Ill-founded (or non-wellfounded) proof systems have emerged as a natural framework for inductive and coinductive reasoning. In such systems, soundness relies on global correctness criteria, such as the progressivity condition. Ensuring that these criteria are preserved under infinitary cut elimination remains a central technical challenge in ill-founded proof theory.
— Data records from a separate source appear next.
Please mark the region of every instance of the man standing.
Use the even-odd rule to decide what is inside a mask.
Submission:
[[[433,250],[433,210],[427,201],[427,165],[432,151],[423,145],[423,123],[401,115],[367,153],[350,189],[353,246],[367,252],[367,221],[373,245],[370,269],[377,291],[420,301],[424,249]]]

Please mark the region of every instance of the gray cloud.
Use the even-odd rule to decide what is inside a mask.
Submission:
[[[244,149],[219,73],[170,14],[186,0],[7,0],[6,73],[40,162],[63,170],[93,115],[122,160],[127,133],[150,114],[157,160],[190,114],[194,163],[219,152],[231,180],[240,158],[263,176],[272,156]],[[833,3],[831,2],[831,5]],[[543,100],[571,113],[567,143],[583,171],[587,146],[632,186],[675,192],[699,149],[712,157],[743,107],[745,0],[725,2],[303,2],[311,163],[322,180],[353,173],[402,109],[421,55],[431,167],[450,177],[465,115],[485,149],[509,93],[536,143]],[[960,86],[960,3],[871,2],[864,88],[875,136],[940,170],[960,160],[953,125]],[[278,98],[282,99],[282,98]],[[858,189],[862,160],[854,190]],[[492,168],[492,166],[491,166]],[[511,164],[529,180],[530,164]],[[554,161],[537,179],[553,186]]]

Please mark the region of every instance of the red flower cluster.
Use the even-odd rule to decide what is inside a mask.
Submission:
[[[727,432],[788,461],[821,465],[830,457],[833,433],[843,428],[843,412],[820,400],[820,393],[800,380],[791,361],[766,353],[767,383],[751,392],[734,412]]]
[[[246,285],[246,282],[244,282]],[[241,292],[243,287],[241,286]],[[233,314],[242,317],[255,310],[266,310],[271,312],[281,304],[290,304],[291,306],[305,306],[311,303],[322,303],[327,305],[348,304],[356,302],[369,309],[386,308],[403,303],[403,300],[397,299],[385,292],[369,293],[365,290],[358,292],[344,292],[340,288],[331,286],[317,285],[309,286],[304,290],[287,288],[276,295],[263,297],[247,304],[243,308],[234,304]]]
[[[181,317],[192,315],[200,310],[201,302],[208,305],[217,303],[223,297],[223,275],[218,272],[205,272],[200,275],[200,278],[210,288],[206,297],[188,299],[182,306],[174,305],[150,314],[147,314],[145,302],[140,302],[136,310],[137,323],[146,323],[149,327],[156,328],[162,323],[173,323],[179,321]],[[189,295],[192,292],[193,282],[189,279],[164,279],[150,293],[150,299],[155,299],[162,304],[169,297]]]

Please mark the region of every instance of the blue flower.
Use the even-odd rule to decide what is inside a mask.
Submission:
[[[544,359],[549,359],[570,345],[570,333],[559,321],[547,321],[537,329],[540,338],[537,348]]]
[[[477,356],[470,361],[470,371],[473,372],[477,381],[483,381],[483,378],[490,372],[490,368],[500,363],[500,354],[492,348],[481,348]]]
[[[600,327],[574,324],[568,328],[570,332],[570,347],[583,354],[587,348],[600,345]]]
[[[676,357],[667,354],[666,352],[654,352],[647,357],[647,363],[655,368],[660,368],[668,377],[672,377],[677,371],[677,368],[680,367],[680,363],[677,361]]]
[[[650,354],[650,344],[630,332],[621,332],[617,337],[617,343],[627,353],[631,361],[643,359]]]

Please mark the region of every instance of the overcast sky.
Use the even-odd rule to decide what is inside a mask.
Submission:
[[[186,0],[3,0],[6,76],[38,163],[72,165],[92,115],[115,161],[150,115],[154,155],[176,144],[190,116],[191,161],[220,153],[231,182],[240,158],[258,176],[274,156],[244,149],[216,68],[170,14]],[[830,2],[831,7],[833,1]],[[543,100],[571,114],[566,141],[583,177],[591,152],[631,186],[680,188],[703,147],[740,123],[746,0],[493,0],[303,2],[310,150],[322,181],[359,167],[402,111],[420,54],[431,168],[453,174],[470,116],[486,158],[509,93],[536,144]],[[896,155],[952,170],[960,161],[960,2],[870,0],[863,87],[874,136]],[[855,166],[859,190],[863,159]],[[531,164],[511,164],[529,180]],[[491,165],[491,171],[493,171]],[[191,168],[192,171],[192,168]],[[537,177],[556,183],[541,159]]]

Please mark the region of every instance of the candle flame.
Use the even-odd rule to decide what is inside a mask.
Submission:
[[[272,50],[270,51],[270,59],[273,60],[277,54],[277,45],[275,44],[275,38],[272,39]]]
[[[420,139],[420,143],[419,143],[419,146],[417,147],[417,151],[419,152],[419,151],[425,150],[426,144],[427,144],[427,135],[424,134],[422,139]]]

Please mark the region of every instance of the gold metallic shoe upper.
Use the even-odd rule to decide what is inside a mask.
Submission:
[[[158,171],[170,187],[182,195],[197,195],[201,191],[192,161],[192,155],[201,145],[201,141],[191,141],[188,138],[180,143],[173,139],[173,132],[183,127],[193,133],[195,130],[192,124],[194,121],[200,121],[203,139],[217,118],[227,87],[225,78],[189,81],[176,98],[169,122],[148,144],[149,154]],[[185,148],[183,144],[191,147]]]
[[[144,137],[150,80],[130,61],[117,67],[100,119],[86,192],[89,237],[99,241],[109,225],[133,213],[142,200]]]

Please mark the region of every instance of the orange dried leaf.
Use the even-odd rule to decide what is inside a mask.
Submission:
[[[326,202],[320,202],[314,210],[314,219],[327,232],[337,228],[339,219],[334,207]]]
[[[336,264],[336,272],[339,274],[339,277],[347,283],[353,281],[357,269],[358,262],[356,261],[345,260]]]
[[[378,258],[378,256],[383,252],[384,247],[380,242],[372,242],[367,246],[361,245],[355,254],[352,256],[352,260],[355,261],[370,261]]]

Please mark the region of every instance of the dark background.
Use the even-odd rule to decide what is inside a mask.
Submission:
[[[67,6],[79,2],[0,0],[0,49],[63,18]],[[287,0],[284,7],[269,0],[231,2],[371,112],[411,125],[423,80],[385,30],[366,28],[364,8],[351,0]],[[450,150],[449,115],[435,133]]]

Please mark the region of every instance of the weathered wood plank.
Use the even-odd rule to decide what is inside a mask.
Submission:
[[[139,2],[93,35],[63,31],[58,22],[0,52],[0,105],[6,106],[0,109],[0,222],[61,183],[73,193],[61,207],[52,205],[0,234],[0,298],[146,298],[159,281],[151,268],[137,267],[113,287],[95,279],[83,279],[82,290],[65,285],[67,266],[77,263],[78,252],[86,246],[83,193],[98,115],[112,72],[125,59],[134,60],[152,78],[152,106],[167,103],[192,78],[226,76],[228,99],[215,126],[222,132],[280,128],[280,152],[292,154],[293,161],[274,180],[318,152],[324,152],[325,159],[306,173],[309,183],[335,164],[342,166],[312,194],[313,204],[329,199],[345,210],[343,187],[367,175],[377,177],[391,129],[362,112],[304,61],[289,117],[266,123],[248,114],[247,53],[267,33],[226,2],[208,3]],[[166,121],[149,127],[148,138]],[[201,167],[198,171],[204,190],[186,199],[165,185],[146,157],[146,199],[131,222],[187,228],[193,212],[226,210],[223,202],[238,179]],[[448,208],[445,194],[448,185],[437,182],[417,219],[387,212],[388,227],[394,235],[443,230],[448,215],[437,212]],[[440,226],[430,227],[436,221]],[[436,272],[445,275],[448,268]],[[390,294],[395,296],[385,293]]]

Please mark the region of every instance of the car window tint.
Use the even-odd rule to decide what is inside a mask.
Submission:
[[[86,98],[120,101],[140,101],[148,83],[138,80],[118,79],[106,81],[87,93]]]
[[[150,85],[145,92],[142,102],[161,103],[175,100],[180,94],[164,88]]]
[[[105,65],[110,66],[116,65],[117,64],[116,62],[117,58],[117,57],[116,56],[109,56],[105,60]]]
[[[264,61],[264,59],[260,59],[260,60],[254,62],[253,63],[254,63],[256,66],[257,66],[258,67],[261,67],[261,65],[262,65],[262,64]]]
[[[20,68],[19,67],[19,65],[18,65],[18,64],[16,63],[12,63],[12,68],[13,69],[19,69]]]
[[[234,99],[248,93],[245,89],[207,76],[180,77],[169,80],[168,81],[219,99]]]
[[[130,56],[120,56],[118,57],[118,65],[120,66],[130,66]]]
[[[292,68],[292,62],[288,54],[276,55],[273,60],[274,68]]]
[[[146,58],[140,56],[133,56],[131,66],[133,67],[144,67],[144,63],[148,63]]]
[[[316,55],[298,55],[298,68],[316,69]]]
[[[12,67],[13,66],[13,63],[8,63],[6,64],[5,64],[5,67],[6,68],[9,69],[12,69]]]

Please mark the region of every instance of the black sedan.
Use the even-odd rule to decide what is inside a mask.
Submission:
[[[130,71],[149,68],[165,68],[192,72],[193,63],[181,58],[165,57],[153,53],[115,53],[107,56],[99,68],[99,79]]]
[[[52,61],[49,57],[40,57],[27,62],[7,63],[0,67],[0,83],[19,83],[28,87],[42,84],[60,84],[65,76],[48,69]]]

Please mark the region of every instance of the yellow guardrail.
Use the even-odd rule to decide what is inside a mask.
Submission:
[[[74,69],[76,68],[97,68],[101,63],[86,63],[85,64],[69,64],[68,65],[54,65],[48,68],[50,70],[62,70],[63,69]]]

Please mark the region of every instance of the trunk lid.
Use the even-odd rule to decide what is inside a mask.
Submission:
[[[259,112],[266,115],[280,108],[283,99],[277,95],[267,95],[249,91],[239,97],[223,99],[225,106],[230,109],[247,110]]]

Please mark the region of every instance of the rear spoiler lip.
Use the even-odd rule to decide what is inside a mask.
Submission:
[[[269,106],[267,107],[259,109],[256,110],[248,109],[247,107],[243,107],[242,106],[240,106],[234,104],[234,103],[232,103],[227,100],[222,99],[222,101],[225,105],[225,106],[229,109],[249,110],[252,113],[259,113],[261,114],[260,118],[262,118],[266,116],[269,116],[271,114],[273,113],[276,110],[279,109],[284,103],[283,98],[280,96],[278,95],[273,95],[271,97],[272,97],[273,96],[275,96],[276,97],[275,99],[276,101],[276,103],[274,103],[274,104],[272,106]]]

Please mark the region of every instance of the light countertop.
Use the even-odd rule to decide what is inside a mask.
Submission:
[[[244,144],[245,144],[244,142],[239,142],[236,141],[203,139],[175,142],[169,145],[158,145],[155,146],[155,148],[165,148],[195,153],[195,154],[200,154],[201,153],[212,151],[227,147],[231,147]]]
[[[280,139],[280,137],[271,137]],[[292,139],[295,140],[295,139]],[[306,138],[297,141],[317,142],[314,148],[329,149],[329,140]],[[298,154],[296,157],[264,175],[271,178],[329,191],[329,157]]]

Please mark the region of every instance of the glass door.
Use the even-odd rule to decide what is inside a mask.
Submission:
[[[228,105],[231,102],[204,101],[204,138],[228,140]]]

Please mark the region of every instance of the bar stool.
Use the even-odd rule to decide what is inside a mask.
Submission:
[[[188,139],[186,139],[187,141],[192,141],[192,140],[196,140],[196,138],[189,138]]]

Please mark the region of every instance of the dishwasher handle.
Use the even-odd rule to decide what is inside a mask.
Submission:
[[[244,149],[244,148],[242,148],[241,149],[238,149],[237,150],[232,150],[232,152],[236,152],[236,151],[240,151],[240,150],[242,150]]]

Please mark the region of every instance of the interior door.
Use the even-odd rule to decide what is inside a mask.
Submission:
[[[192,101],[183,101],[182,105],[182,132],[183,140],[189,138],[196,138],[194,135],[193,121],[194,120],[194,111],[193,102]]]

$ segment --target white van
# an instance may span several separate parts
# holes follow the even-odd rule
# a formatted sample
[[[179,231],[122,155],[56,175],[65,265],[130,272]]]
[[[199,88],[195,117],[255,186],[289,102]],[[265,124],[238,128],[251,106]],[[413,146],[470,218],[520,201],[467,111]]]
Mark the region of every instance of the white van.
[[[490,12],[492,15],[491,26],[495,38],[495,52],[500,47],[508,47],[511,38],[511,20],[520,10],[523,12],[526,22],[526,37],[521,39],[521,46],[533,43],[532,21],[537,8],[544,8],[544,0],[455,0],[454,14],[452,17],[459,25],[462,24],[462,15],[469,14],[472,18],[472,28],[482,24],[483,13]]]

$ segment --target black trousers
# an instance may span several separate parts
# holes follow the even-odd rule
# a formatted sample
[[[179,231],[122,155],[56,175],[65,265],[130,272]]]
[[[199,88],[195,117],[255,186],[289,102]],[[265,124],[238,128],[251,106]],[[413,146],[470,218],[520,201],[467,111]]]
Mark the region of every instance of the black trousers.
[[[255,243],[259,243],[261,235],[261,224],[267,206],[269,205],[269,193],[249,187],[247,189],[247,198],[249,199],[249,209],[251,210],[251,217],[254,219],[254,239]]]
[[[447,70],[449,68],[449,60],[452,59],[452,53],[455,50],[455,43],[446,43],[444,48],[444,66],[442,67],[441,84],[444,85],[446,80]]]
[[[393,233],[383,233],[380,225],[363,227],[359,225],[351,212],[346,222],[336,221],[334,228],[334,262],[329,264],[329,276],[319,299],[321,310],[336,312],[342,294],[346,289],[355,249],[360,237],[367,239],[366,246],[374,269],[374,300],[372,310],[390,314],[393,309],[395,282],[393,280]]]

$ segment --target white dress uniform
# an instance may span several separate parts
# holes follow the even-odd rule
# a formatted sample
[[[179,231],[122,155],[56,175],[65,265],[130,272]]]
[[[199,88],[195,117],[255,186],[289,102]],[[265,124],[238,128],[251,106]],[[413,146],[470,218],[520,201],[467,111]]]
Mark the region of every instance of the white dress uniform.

In this paper, we present two cut elimination arguments for ill-founded $μ\mathsf{MALL}$ - a fragment of linear logic extended with fixed-points - based on the reducibility candidates technique of Tait and Girard. In both arguments, preservation of progressivity follows directly from the defining properties of the reducibility candidates. In particular, the second argument is derived from the topological notion of internally closed set developed in previous work by Afshari and Leigh.

翻译：非良基（或称非良基）证明系统已成为归纳与共归纳推理的自然框架。在此类系统中，可靠性依赖于全局正确性准则，例如渐进性条件。确保这些准则在无穷切割消除下得以保持，仍然是非良基证明论中的一个核心技术挑战。本文基于Tait和Girard的可归约候选技术，为非良基$μ\mathsf{MALL}$——一个扩展了不动点的线性逻辑片段——提出了两种切割消除论证。在这两种论证中，渐进性的保持直接源于可归约候选的定义性质。特别地，第二种论证源自Afshari和Leigh先前工作中发展的内部闭集拓扑概念。